The therapy is called Glybera and will be used to treat patients whose bodies fail to make certain enzymes, meaning fat does not break down and the pancreas expands. The illness affects one or two people in every million.
The European Medicines Agency have failed to recommend the drug for approval three times before assessing the treatment in a particular groups of patients suffering with pancreatitis.
It was made particularly difficult for the EMA to make their decision as only 27 people were available for trials, such is the rarity of the condition. However they have now accepted that the drug could be used for the worst-affected patients on condition that they are closely monitored following the one-off treatment.
The decision now passes to the European Commission for official endorsement, which it is likely to give.
Glybera will be the first gene therapy – outside of those used in clinical trials – in Europe or the US. China approved a gene therapy for head and neck cancer in 2004.

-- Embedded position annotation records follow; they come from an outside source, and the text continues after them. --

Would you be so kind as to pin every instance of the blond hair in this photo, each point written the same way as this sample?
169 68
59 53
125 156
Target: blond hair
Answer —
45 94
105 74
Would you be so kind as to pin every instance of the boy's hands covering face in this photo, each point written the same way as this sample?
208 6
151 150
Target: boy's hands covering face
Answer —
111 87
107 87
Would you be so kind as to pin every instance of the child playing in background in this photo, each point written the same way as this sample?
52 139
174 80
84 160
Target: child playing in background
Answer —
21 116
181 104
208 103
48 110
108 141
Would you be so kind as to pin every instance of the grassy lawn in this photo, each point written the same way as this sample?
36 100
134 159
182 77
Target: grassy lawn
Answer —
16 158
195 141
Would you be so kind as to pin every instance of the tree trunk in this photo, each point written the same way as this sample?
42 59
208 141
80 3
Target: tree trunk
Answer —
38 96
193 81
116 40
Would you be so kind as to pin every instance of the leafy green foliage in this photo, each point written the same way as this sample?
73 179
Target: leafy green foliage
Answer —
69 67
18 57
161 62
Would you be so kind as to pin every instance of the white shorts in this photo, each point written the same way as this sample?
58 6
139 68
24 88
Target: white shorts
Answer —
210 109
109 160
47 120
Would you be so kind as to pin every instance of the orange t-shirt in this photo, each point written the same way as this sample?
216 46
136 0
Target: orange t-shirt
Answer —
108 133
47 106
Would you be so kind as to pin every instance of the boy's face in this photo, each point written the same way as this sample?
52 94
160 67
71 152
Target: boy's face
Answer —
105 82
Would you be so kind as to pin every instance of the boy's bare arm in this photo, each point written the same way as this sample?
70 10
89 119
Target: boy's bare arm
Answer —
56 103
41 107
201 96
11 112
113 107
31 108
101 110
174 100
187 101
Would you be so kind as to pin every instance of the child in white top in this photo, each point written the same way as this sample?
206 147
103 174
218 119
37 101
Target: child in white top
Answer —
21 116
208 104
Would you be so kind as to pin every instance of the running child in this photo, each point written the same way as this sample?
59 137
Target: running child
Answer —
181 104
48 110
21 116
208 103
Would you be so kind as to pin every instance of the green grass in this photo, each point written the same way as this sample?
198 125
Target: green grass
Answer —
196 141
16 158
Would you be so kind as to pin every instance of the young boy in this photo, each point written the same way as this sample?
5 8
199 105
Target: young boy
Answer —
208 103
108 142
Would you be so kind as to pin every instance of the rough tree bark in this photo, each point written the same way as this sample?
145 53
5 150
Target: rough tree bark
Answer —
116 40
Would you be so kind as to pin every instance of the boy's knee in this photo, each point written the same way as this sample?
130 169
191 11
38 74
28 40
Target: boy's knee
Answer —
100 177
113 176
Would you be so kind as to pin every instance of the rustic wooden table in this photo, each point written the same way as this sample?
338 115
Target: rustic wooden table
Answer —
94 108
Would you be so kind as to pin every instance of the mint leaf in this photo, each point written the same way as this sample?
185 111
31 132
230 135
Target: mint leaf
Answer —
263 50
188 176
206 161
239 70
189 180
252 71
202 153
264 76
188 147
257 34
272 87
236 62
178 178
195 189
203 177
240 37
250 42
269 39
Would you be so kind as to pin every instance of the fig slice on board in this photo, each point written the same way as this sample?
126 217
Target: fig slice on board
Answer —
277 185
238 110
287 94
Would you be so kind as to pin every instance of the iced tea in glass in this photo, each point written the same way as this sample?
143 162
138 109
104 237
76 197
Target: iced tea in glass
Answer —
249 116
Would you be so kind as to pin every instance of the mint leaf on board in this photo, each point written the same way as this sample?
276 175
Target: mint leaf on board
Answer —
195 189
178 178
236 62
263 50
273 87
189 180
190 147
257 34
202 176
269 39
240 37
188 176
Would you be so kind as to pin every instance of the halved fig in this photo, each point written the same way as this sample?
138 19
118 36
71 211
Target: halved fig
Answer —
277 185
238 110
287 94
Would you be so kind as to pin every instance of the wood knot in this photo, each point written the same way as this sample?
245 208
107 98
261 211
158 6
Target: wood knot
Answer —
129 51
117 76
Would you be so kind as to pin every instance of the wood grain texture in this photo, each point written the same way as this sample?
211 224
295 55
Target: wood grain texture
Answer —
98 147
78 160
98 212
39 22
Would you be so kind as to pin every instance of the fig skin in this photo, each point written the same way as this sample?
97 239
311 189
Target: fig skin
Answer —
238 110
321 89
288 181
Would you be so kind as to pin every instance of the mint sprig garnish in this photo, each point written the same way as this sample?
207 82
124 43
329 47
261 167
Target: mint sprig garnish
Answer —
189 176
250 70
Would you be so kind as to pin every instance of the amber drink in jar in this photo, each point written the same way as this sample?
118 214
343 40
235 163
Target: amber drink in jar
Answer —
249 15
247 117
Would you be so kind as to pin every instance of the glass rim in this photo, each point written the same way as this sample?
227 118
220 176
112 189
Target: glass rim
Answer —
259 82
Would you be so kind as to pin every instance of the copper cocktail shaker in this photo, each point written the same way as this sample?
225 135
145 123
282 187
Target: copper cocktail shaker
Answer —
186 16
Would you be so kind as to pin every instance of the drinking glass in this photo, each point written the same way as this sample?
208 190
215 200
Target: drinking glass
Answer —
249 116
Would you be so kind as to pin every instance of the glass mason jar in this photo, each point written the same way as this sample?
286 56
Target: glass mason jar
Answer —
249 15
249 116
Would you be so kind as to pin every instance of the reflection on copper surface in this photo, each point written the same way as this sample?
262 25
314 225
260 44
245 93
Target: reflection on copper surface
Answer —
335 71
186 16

Gene therapy works by replacing faulty or unhealthy genes with healthy copies, and earlier trials were often unsuccessful because not enough genes were replaced, or the wrong genes were “switched on”.
Glybera works by using a virus to smuggle healthy genes into a patient, which when in place will help create the missing enzyme.
A former director of the US Food and Drug Administration praised the decision, saying: “This is not an isolated example; this is the beginning of something. It paves the way for the approval of other treatments of this kind. There are about 3,000 of these rare genetic diseases out there… gene therapy is the way we’re going to cure those 3,000 diseases.”